Güncelleme Tarihi:
Mikaël Benhamou: Elektronik müzik, doğası gereği teknolojiye bağımlı
Sónar’ın programını hazırlarken nelere dikkat ediyorsunuz?
Özellikle dikkat ettiğimiz bir şeyden bahsedemeyiz. Daha çok hangi sanatçının, hangi sahnede ya da ne zaman daha iyi iş yapacağını bilmek önemli. Amacımız seyircinin hoşuna gidecek bir program oluşturmak. Mesele doğru dengeyi bulmak. 130 sanatçının katıldığı bir festival planlarken hem takip etmek istediğiniz müzik hatlarında çeşitlilik sağlamalısınız hem de gözünüz festivalin büyüklüğüne bağlı olarak daha çok insan çekecek sanatçılarda olmalı.
* Olmazsa olmaz sanatçılar var mı?
1994’teki festivalin kadrosunda Sven Vath, Laruent Garnier ve Mixmaster Morris gibi isimler vardı; çok farklı içeriklerin birleşimi... Elbette çok farklı popülerlik seviyeleri var ama Laurent Garnier, The Chemical Brothers ya da Underworld, festivalimiz için eşit derecede vazgeçilmez.
* Sónar Festival’in düzenlendiği diğer ülkelerden sanatçı keşifleriniz oluyor mu?
Elbette! Dünyanın birçok yerinde festival düzenlemenin en olumlu yanlarından biri de yerel müzik sahnelerini yakından tanımak. Festivale yeni bir şehir seçerken ilk baktığımız şeylerden biri sağlıklı bir yerel sahne bulunması... Bu, yeni trendleri tespit edip beslememize de yardım ediyor.
Murat Abbas:Cesur, hatta riskli bir programla dinleyicinin karşısına çıkıyoruz
*Sónar’cıları bu yıl daha öncekilerden farklı ne gibi yenilikler bekliyor?

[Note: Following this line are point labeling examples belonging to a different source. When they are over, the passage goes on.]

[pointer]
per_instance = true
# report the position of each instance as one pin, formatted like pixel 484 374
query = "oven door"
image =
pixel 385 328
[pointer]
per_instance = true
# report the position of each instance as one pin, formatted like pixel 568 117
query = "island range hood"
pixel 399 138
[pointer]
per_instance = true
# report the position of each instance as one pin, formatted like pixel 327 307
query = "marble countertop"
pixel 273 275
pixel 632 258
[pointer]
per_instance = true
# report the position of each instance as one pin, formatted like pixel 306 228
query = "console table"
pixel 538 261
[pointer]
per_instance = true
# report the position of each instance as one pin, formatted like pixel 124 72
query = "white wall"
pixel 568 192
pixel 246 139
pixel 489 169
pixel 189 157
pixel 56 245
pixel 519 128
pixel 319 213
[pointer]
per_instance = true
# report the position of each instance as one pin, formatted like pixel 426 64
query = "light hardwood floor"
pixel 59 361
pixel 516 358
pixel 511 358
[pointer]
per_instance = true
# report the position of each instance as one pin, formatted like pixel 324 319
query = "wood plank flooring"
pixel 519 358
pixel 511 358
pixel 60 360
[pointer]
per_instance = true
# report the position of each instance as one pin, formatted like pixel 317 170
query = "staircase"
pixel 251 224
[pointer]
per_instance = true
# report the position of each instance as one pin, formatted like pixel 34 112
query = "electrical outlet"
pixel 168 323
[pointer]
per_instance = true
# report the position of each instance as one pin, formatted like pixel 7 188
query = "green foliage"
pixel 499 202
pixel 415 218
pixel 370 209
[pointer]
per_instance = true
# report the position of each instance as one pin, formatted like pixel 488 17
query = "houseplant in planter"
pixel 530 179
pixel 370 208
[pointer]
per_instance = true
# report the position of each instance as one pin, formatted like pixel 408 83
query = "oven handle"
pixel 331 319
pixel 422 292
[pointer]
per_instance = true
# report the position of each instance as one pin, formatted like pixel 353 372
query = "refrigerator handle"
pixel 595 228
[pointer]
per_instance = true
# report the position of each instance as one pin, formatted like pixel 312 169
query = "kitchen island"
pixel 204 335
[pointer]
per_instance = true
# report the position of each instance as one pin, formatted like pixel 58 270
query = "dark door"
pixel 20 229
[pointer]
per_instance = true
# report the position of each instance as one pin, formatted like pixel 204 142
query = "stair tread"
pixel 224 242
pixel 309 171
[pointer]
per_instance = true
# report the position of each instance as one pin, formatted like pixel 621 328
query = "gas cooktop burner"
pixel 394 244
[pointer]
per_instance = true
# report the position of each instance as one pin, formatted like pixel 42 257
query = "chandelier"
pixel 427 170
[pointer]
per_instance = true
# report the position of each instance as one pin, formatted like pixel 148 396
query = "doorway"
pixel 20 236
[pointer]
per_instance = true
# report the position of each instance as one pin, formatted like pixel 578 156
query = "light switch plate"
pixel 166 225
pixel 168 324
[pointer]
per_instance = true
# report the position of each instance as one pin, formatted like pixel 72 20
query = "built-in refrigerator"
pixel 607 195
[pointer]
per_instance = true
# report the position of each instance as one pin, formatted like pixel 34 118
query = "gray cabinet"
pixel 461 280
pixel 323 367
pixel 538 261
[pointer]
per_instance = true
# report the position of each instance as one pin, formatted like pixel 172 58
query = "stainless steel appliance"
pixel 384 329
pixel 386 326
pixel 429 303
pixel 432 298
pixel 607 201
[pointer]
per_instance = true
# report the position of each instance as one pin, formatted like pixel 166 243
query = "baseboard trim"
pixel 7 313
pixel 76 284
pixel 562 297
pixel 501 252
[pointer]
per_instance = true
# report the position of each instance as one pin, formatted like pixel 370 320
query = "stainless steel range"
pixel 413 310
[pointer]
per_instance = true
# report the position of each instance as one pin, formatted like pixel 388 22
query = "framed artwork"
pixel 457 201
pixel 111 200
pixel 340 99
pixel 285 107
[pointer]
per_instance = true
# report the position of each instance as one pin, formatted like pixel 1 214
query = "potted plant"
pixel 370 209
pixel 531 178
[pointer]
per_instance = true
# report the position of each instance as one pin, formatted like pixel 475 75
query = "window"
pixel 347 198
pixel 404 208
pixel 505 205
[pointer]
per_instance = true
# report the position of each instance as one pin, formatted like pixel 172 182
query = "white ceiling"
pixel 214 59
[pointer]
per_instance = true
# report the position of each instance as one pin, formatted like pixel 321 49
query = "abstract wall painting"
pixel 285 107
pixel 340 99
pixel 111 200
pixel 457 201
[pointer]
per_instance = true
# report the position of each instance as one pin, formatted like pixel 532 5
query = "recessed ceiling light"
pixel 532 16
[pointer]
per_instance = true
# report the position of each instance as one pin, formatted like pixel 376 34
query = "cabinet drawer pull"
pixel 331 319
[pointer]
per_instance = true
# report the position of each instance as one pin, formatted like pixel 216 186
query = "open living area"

Bu yıl festivalimizi üç güne çıkardık. SónarMini isimli bir disko sahnesi de yarattık. Sonar İstanbul’u bir elektronik müzik festivali olarak tanımlamak çok eksik olur ve yanlış yönlendirebilir. Sónar marka olarak her yıl bir tema belirliyor, müzik ve teknolojiyi tasarımla birleştirerek bir deneyim yaratıyor. Bu yüzden, keşfedilmemişi keşfetmek, farklı şekilde anlatılanı dinlemek için çok değerli. Özellikle Sónar+D programı ile beraber müzik dışı yan etkinliklerimiz, paneller, atölye çalışmaları, enstalasyonlarla kültürün diğer elementlerini de dinleyiciye sunuyoruz.
*Sanatçı seçimlerinde nelere dikkat ediyorsunuz?
Programa almak istediğimiz her yerli ismi mutlaka Sónar Barselona ekibiyle paylaşıyor, görüşlerini ve onaylarını alıyoruz. SonarLab by Red Bull Sahnesi’ndeki yerli isim önerileriyse o sahnenin sponsoru olan Red Bull tarafından yapılıyor. Canlı performanslar, DJ setlere kıyasla biraz daha avantajlı. Yerli isimlerde kadın-erkek dengesine önem veriyoruz.
Tekno diğer janrları yok etti
* Sónar İstanbul’un ev sahibisiniz. Aynı zamanda Dj Mabbas kimliğinizle sizden İstanbul elektronik müzik dinleyici kitlesi hakkında genel bir değerlendirme alabilir miyiz?
Şu an neredeysetüm dünyada bir ‘tekno çılgınlığı’ yaşanıyor. Bunun Türkiye’ye yansıması daha da belirgin oldu. Diğer janrlar neredeyse yok oldu. Kişisel olarak bu durumdan çok mutlu değilim. Geçmiş senelerde house, tech-house, breakbeat, drum and bass gibi farklı türlerde müziklerin icra edildiği çok sayıda etkinlik olurdu. Şimdilerdeyse tekno ağırlıklı etkinliklerin ön plana çıktığını görüyoruz. Biz bunu biraz Sónar İstanbul’la yıkmaya çalışıyoruz. Yeni keşiflerin deneyimleneceği farklı sesleri programa alıyoruz. Sónar’da cesur, hatta riskli denebilecek programlarla müzik dinleyicisinin karşısına çıkıyoruz.